01: The growing secularization of the American elite classes may be evident in the fact that there are more atheists and agnostics entering Harvard than Protestants and Catholics, according to a new survey. Writing in the Washington Post (Sept. 9), Sarah Pulliam Bailey cites the Harvard Crimson poll of the university’s class of 2019, showing that Harvard’s combined number of atheists and agnostics among its incoming class exceeds the number of Catholics and Protestants. The “number appears to be a striking contrast with the rest of the U.S. millennial population, those from ages 18 to 34.” While there is a decline in Christian identification among millennials in general, with 52 percent of this generation now identifying as Protestant or Catholic, 34.1 percent of Harvard’s incoming class identified as such. An additional 13 percent of millennial Americans identify as atheist or agnostic, compared with 37.9 percent of Harvard freshmen.

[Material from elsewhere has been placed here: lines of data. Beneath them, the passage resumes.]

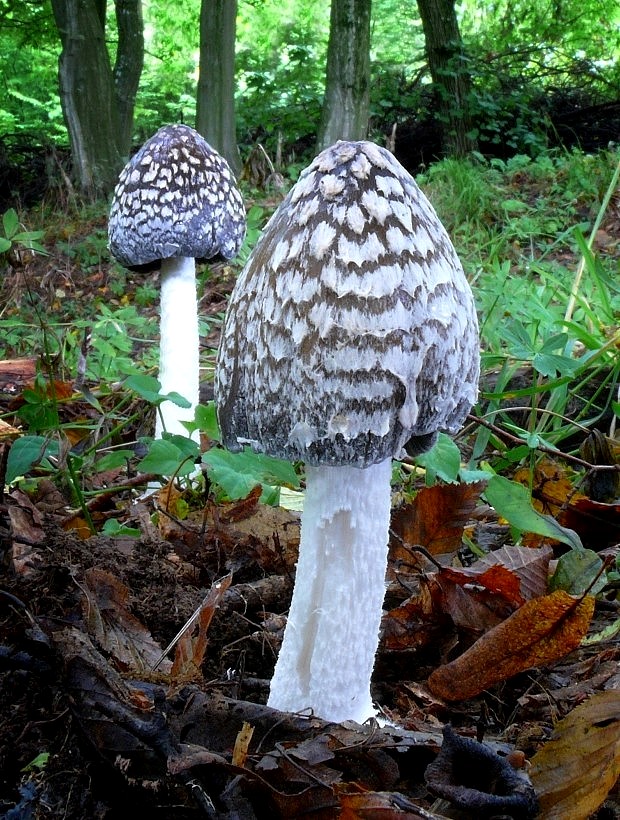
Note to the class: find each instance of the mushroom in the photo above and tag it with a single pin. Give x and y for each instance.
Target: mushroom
(176, 200)
(350, 333)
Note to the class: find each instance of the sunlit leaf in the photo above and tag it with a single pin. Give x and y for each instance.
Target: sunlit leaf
(575, 770)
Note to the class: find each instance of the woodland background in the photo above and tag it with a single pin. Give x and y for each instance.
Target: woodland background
(502, 604)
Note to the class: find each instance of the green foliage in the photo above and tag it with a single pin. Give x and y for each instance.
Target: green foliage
(15, 236)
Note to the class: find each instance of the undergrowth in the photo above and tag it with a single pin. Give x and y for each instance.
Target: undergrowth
(538, 240)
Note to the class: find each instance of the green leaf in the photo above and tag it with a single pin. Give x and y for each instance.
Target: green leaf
(113, 527)
(147, 387)
(552, 364)
(165, 458)
(10, 221)
(206, 421)
(38, 763)
(443, 460)
(113, 460)
(25, 453)
(576, 571)
(238, 473)
(512, 501)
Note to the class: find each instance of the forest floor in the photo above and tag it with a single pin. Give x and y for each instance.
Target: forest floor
(94, 724)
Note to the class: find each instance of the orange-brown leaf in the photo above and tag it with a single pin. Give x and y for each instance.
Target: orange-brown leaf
(515, 573)
(541, 631)
(363, 805)
(435, 519)
(575, 770)
(117, 630)
(191, 648)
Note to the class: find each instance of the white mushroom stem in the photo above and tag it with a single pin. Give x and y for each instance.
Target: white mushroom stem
(179, 344)
(332, 633)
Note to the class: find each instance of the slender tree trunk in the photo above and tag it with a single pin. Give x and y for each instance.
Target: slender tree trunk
(128, 66)
(347, 80)
(215, 109)
(87, 96)
(451, 80)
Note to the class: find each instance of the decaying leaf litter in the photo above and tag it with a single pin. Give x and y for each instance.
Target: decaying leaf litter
(94, 722)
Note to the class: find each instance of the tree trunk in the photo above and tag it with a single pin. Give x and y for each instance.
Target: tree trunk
(87, 96)
(347, 80)
(451, 80)
(128, 66)
(215, 109)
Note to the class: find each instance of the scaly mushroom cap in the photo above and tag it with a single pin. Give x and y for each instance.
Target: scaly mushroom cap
(352, 328)
(175, 197)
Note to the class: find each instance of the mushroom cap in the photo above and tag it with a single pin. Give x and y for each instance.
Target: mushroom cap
(175, 197)
(352, 328)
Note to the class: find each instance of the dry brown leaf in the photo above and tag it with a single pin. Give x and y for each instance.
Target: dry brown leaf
(168, 499)
(476, 610)
(574, 772)
(26, 532)
(516, 573)
(596, 522)
(362, 805)
(435, 519)
(415, 623)
(242, 744)
(191, 648)
(541, 631)
(117, 631)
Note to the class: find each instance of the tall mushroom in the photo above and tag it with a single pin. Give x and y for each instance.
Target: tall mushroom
(176, 200)
(350, 333)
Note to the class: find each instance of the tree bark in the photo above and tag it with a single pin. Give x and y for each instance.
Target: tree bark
(128, 66)
(215, 104)
(347, 80)
(88, 96)
(451, 80)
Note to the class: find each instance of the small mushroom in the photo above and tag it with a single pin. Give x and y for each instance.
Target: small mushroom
(176, 200)
(350, 333)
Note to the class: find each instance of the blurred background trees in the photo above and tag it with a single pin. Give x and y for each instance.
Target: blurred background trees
(504, 77)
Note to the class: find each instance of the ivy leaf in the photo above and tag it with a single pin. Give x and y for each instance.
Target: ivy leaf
(512, 501)
(442, 461)
(25, 453)
(238, 473)
(166, 458)
(576, 572)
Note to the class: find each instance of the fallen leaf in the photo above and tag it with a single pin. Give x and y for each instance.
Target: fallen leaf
(368, 805)
(191, 648)
(540, 632)
(575, 770)
(242, 744)
(435, 519)
(516, 574)
(106, 612)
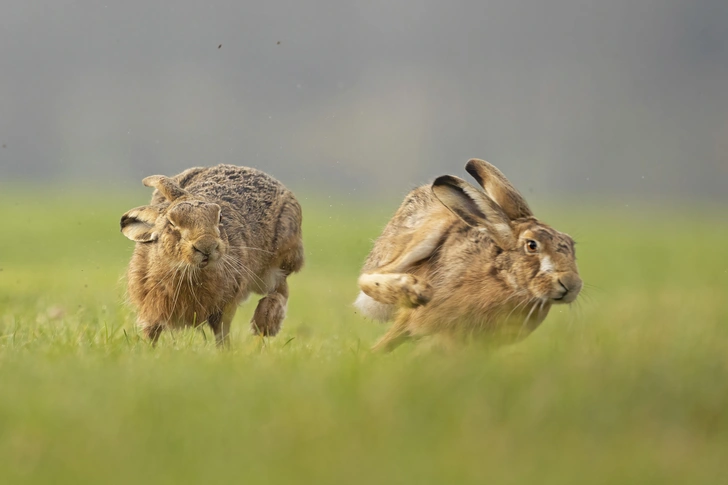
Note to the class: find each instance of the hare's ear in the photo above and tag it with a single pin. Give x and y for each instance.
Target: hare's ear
(499, 189)
(168, 188)
(138, 224)
(473, 206)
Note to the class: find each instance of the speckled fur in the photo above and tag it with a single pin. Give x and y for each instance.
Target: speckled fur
(247, 221)
(454, 261)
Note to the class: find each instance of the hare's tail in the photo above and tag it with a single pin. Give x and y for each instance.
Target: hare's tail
(371, 308)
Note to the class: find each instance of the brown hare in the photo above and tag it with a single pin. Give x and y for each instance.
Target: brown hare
(460, 262)
(209, 238)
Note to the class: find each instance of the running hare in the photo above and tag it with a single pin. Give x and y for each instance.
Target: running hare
(458, 261)
(210, 237)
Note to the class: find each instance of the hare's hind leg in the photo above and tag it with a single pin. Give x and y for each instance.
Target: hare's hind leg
(390, 283)
(396, 289)
(271, 311)
(220, 324)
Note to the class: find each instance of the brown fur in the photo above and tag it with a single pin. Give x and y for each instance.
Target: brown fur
(455, 261)
(210, 237)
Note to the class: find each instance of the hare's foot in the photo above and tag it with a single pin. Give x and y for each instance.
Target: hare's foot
(396, 288)
(220, 325)
(151, 331)
(270, 312)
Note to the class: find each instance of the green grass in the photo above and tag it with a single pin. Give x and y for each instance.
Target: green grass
(628, 386)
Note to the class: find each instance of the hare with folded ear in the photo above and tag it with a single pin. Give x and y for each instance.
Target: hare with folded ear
(209, 238)
(458, 261)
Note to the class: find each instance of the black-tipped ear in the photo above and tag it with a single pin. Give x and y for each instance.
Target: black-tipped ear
(138, 224)
(473, 206)
(499, 188)
(166, 186)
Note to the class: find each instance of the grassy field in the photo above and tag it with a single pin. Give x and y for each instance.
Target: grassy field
(628, 386)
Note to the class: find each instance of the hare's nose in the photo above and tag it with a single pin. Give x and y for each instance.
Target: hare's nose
(205, 246)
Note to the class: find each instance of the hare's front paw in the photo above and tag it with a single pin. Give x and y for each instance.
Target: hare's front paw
(416, 292)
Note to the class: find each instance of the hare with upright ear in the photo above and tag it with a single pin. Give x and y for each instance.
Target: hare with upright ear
(458, 261)
(209, 238)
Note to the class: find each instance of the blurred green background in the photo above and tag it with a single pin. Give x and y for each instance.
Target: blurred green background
(627, 385)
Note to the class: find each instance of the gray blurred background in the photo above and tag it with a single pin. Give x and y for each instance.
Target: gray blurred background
(625, 98)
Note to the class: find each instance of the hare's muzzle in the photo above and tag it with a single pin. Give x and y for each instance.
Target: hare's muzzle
(206, 250)
(568, 286)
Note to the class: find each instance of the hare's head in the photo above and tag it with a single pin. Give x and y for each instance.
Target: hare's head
(541, 260)
(181, 230)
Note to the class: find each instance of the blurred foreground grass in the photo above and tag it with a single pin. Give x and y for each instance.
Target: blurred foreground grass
(628, 386)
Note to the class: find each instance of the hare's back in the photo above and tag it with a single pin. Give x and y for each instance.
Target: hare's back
(418, 218)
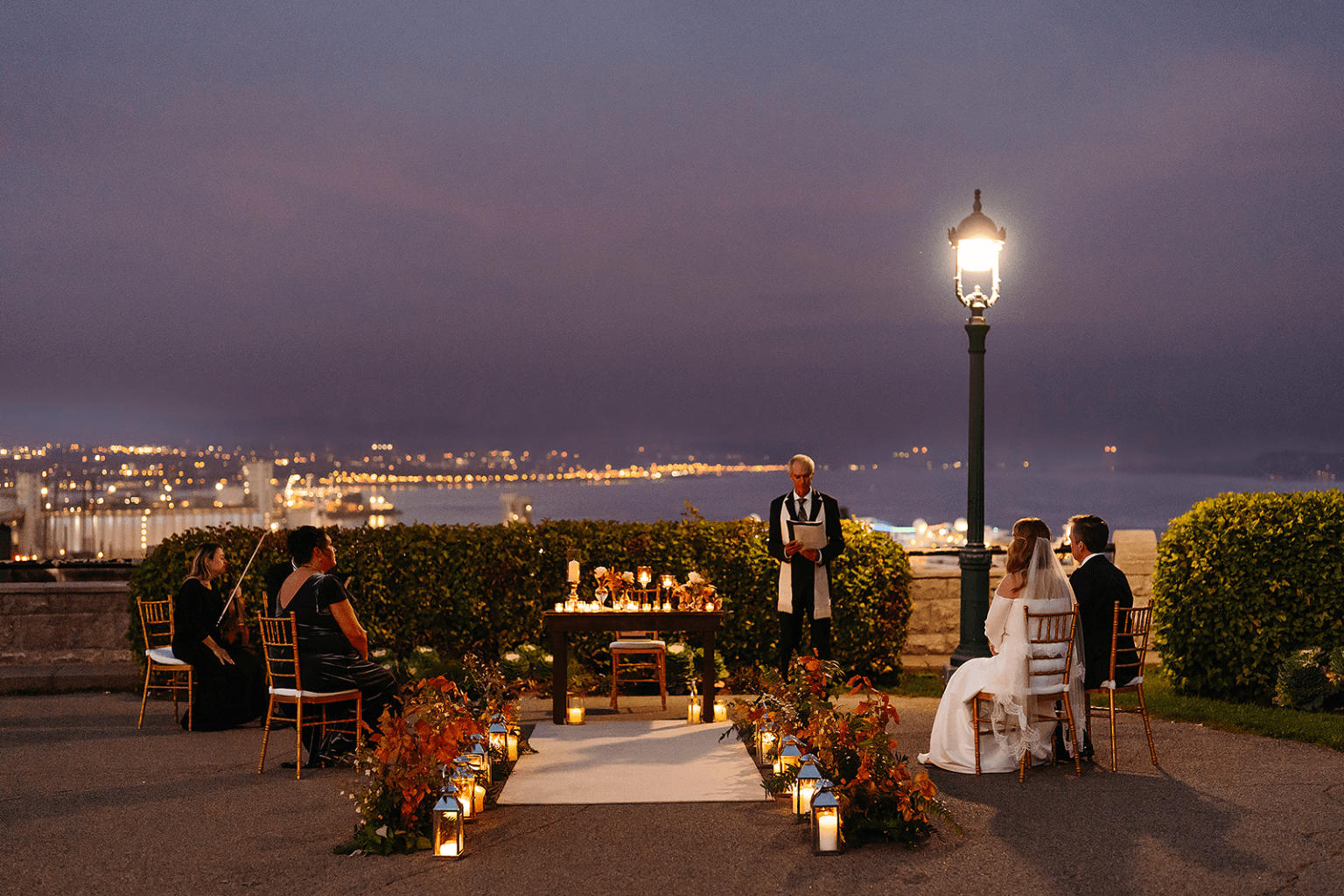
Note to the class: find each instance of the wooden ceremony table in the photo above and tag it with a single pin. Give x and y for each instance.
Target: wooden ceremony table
(562, 624)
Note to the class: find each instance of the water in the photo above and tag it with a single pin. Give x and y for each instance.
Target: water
(895, 494)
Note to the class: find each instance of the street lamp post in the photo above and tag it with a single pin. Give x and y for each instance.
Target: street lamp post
(976, 243)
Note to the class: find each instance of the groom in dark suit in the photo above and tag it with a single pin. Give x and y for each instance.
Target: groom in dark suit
(804, 572)
(1098, 586)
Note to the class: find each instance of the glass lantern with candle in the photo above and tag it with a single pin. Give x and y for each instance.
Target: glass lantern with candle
(827, 838)
(463, 778)
(767, 742)
(498, 732)
(480, 758)
(790, 754)
(515, 734)
(666, 584)
(805, 785)
(448, 823)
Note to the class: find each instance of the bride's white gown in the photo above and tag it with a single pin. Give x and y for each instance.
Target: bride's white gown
(952, 745)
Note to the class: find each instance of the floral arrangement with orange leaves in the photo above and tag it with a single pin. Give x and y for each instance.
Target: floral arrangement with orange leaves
(880, 798)
(402, 763)
(612, 580)
(694, 592)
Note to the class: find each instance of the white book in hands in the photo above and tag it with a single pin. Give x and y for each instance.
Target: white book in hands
(814, 535)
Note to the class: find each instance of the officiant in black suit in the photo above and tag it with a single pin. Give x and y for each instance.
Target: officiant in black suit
(1098, 586)
(804, 572)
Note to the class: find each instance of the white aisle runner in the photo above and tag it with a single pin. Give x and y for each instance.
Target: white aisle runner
(634, 762)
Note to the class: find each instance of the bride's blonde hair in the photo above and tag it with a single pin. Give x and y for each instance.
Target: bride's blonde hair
(1025, 534)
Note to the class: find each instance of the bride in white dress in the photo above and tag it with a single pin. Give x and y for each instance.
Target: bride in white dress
(1037, 580)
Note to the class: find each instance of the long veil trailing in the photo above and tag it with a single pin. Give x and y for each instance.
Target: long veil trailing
(1047, 592)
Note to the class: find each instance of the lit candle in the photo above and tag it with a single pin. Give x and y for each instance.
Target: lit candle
(828, 832)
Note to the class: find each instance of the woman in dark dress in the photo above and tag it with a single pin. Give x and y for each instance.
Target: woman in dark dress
(228, 684)
(332, 644)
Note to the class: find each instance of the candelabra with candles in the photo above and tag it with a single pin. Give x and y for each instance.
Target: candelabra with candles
(571, 577)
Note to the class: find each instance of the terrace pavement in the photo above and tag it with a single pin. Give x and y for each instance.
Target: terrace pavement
(92, 805)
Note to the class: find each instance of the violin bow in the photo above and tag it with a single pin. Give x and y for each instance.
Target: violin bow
(230, 602)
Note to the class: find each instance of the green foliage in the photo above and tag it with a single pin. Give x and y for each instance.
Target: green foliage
(481, 590)
(1324, 728)
(1308, 679)
(1242, 582)
(880, 797)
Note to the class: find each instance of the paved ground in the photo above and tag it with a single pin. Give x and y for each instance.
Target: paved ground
(92, 805)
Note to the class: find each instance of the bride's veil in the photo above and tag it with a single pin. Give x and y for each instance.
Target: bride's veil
(1047, 592)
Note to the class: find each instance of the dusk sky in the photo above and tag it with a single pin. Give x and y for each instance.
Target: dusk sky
(719, 226)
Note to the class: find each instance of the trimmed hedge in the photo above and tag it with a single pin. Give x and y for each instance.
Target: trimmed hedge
(1242, 582)
(472, 589)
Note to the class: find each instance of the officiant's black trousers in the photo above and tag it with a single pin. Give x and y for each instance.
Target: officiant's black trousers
(790, 634)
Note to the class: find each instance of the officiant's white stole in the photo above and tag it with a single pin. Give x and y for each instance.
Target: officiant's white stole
(822, 586)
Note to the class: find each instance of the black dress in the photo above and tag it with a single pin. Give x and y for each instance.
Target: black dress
(327, 660)
(223, 696)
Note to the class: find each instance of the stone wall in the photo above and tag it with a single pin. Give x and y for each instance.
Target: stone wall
(63, 622)
(935, 592)
(50, 624)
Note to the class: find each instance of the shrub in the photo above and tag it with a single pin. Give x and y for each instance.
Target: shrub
(1309, 679)
(1242, 582)
(481, 590)
(880, 797)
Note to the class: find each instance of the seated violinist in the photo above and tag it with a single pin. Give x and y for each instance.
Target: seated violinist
(332, 644)
(228, 682)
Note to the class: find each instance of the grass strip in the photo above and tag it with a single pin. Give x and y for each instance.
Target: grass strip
(1324, 728)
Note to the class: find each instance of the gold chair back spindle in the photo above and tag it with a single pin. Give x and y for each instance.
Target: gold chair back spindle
(280, 648)
(636, 644)
(1050, 653)
(1130, 627)
(163, 670)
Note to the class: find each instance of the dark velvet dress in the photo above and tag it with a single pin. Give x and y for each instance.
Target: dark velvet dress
(327, 660)
(223, 696)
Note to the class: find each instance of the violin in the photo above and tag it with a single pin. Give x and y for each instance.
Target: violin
(235, 629)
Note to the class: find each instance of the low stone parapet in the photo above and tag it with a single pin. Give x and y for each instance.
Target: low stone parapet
(63, 622)
(934, 629)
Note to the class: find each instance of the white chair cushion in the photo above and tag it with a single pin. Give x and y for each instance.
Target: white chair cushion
(1110, 685)
(306, 695)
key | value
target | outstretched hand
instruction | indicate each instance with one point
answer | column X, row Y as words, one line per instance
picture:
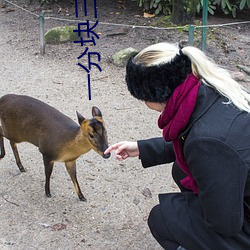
column 124, row 150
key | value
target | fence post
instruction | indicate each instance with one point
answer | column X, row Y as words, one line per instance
column 2, row 3
column 42, row 31
column 191, row 35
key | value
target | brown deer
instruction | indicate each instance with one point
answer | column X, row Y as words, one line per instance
column 59, row 138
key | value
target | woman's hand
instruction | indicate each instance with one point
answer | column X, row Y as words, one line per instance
column 124, row 150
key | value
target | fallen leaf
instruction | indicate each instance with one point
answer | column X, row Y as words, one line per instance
column 58, row 227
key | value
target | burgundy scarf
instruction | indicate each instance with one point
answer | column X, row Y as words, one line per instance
column 174, row 119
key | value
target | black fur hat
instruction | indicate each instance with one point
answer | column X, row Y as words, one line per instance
column 156, row 83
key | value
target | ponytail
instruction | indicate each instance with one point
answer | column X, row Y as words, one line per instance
column 218, row 78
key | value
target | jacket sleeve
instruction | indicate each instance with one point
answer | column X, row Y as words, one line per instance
column 220, row 173
column 155, row 151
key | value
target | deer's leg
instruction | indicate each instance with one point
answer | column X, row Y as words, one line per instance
column 1, row 144
column 71, row 168
column 48, row 165
column 18, row 161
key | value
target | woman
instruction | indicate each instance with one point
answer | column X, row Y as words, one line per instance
column 205, row 118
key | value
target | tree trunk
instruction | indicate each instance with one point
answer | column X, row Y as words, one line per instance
column 183, row 11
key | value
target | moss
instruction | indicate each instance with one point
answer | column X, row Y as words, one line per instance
column 61, row 34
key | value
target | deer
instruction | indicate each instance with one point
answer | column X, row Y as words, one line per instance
column 58, row 137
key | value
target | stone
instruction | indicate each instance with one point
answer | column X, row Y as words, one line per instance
column 121, row 58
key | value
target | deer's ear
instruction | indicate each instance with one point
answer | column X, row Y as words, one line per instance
column 96, row 112
column 80, row 118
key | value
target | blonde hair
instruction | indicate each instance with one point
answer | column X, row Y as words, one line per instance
column 202, row 67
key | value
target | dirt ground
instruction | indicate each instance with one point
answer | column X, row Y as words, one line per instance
column 119, row 195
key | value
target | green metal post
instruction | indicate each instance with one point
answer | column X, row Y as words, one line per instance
column 204, row 24
column 191, row 35
column 42, row 31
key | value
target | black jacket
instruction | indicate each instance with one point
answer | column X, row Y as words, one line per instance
column 216, row 145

In comparing the Harvard findings with the recent Pew study of non-affiliation, Bailey notes that the Crimson’s poll and Pew’s survey are not “perfect comparisons since they appear to ask about religious identification differently. Pew provides the opportunity for respondents to say they are not religious. The Crimson doesn’t appear to have a category for those who don’t identify with religion at all, except for the categories of atheists and agnostics…Either way, the Crimson’s poll suggests a decline in number of Protestants and Catholics and a rise of atheists and agnostics in the three years of available data. For the class of 2017, the number of Protestants and Catholics were 42.4 percent, compared to 37 percent for the class of 2018 and 34.1 percent for the class of 2019. For atheists and agnostics, the trend is reversed. For the class of 2017, atheists and agnostics made up 32.4 percent of the campus, while they made up 35.6 percent of the class of 2018 and 37.9 percent of the class of 2019.” The students who report the highest level of religiosity are Mormon, athletes (from a survey last spring), and those coming from families making less than $125,000 per year.
02: While many studies have associated Islamic radicalization with low socio-economic status, a recent survey finds a strong relationship between affluence and fundamentalism, according to an article in the journal Social Compass (September). Natalie Delia Deckard of Emory University and David Jacobson of the University of South Florida conducted a survey of 1,200 Muslims in Western Europe on affluence and fundamentalism, controlling for demographic variables in their analysis including native birth, gender, age, educational attainment and marital status. They find that the data showed a strong positive relationship between prosperity and fundamentalism. As respondents reported being more prosperous, they also reported holding more orthodox views on gender roles and being attracted to Sharia law, anti-Western attitudes and a greater willingness to sacrifice themselves for their faith. There was also a correlation between being unemployed and holding these fundamentalist views. Deckard and Jacobson conclude that their findings may show that “radicalization may be more aptly associated with the alienated than with the poor. In the immigrant communities of Western Europe, the working poor are the least likely to express fundamentalist religious beliefs.”